Tunnel field effect transistor (TFET) is an asymmetrical gated p-i-n device. Unlike thermionic conduction in metal-oxide-semiconductor FETs (MOSFETs), its working principle is based on a band-to-band tunneling (BTBT) mechanism [1, 2]. This amendment results in a reduced subthreshold swing (SS), low off-state leakage currents, and less short-channel effects. Recently, numerous structural and material designs of TFETs have been proposed with an objective to achieve improvement in subthreshold swing (SS) and off current. A few of them are bandgap-engineered TFETs [3], graphene nanoribbon TFETs [4], gate-engineered TFET [5], and strained silicon-germanium TFETs [6]. Double-gate TFET [7], dual-material gate TFET [8], hetero-gate dielectric TFET [9], and heterojunction TFETs [10] have also been investigated for improved electrical parameters of TFET. Generally, TFETs have a very low current as compared to ITRS requirement. In order to get a high ON current, a high-k gate dielectrics are preferred. High-k gate dielectrics causes improved capacitive coupling between the gate and the source-channel tunnel junction, resulting in an increased current in TFET. Moreover, to decline the effective oxide thickness at the tunnel junction, high-k gate oxide is used so that the gate-tunneling current can be reduced. Actually, due to these reasons, the recent trend is to use high-k materials as a better replacement of the conventional SiO2 (silicon dioxide). On the other hand, it causes a significant ambipolar current. The gate-drain underlap structure in association with heterojunction can be adopted to diminish ambipolar current [2]. A silicon-germanium (SiGe) layer is used at the tunnel junction so that bandgap and tunnel width can be modulated. Electrical parameters have been investigated for various Ge-mole fractions.

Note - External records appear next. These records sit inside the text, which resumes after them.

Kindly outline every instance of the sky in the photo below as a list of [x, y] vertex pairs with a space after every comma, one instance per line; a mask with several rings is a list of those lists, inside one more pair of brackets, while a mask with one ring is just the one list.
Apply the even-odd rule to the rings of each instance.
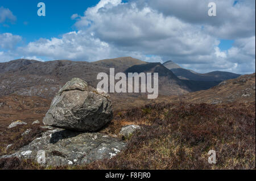
[[255, 72], [254, 0], [40, 1], [1, 1], [0, 62], [131, 56], [199, 73]]

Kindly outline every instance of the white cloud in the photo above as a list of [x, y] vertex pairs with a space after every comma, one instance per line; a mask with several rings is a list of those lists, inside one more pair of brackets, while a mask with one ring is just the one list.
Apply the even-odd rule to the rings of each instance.
[[5, 9], [1, 6], [0, 7], [0, 23], [3, 23], [6, 20], [14, 22], [16, 21], [16, 18], [9, 9]]

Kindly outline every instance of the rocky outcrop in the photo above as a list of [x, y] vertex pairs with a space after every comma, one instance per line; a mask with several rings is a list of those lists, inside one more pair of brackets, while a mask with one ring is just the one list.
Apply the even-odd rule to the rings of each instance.
[[77, 165], [110, 158], [126, 146], [126, 142], [102, 133], [57, 128], [43, 133], [18, 151], [0, 158], [32, 159], [45, 166]]
[[16, 127], [16, 126], [18, 126], [18, 125], [27, 125], [27, 123], [22, 121], [20, 120], [16, 120], [14, 122], [13, 122], [11, 123], [11, 124], [10, 124], [8, 127], [8, 129], [10, 129], [14, 127]]
[[80, 78], [66, 83], [52, 101], [45, 125], [78, 131], [96, 131], [111, 121], [109, 95]]

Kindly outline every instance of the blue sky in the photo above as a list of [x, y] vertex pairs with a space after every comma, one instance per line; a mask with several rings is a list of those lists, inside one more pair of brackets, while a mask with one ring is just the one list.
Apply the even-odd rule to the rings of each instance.
[[[38, 3], [43, 2], [46, 6], [46, 16], [39, 16]], [[49, 39], [74, 31], [74, 14], [82, 14], [88, 7], [96, 5], [99, 1], [61, 0], [8, 0], [1, 1], [0, 7], [10, 9], [17, 17], [16, 22], [6, 23], [8, 27], [0, 26], [0, 33], [9, 32], [19, 35], [27, 41], [40, 37]]]
[[0, 2], [0, 62], [131, 56], [200, 73], [255, 72], [254, 1], [42, 0], [39, 16], [40, 2]]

Technology Computer Aided Design (TCAD) simulation is a complex iterative mathematical process, and hence various analytical models have been proposed in order to develop a better understanding of the physics-based principles of TFETs and obtain results not constrained by computational time [11]. A number of analytical models based on Poisson equation have been proposed in the study for different geometries [12, 13, 14]. In this chapter, a mole fraction-dependent model has been proposed and validated.

This chapter is organized as follows: first, the heterojunction gate-drain underlap tunnel is discussed, and in the second section, the electrical parameters of the heterojunction gate-drain underlap tunnel FET (UL-HTFET) is investigated with the help of TCAD simulation. The third section discusses the physics-based compact model and the validation of the model with simulated results. In the last section, the effect of temperature on the electrical parameters is investigated.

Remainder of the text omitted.